Le professeur Didier Raoult s’oppose à la doxa entourant le port du masque. Le directeur de l’Institut Méditerranée-Infection de Marseille « aurait préféré qu’on reste à un niveau de recommandation plus que d’obligation » et met en garde contre le risque de « conflit ». « Si les masques peuvent rassurer, c’est une chose, mais je suis inquiet qu’on fasse une fixation trop importante dessus, parce que maintenant c’est les gens qui vont vouloir faire la loi », a-t-il souligné mercredi 19 août lors d’un entretien sur la chaîne CNews.

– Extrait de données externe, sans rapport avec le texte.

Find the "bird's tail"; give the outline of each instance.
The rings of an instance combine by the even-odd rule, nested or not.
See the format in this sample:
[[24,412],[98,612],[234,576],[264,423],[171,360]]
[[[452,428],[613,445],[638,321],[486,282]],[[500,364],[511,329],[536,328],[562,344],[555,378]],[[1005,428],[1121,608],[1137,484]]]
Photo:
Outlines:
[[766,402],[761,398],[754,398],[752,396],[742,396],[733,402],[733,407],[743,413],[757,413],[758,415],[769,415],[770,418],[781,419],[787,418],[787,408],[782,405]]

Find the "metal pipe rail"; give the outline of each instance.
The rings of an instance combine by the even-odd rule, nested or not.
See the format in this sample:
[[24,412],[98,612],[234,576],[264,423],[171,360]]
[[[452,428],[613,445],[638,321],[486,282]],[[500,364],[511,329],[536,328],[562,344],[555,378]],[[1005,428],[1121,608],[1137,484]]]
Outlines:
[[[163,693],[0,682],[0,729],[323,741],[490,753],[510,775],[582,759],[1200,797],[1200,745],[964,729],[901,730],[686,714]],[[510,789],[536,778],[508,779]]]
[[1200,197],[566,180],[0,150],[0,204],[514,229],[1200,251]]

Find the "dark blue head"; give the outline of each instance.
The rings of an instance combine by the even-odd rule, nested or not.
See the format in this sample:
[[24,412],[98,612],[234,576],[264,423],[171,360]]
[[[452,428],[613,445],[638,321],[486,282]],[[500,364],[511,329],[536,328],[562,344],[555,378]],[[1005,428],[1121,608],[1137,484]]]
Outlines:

« Il y a toujours un dictateur rentré dans beaucoup de gens qui voudraient imposer […] Il risque d’y avoir des tensions, des bagarres », a-t-il ajouté. « J’aurais préféré qu’on reste à un niveau de recommandation plus que d’obligation, parce que j’ai peur que ça devienne encore quelque chose de clivant, de conflictuel », a développé ce spécialiste des maladies infectieuses critiqué pour avoir défendu la prescription de l’hydroxychloroquine afin de traiter le nouveau coronavirus.
« Il faut se calmer »
Mardi, la ministre du Travail, Élisabeth Borne, a annoncé que le port du masque sera obligatoire en entreprise, y compris dans les « open space », à l’issue d’une rencontre avec les partenaires sociaux. Avec cette mesure, le gouvernement rejoint les appels récents émis par plusieurs infectiologues pour réduire les risques de contamination. De nombreuses villes en France ont imposé le port du masque dans les lieux publics. À Cannes, le maire Les Républicains David Lisnard l’a également imposé dans les espaces clos privés, comme les halls d’immeuble ou les locations saisonnières en cas de regroupement.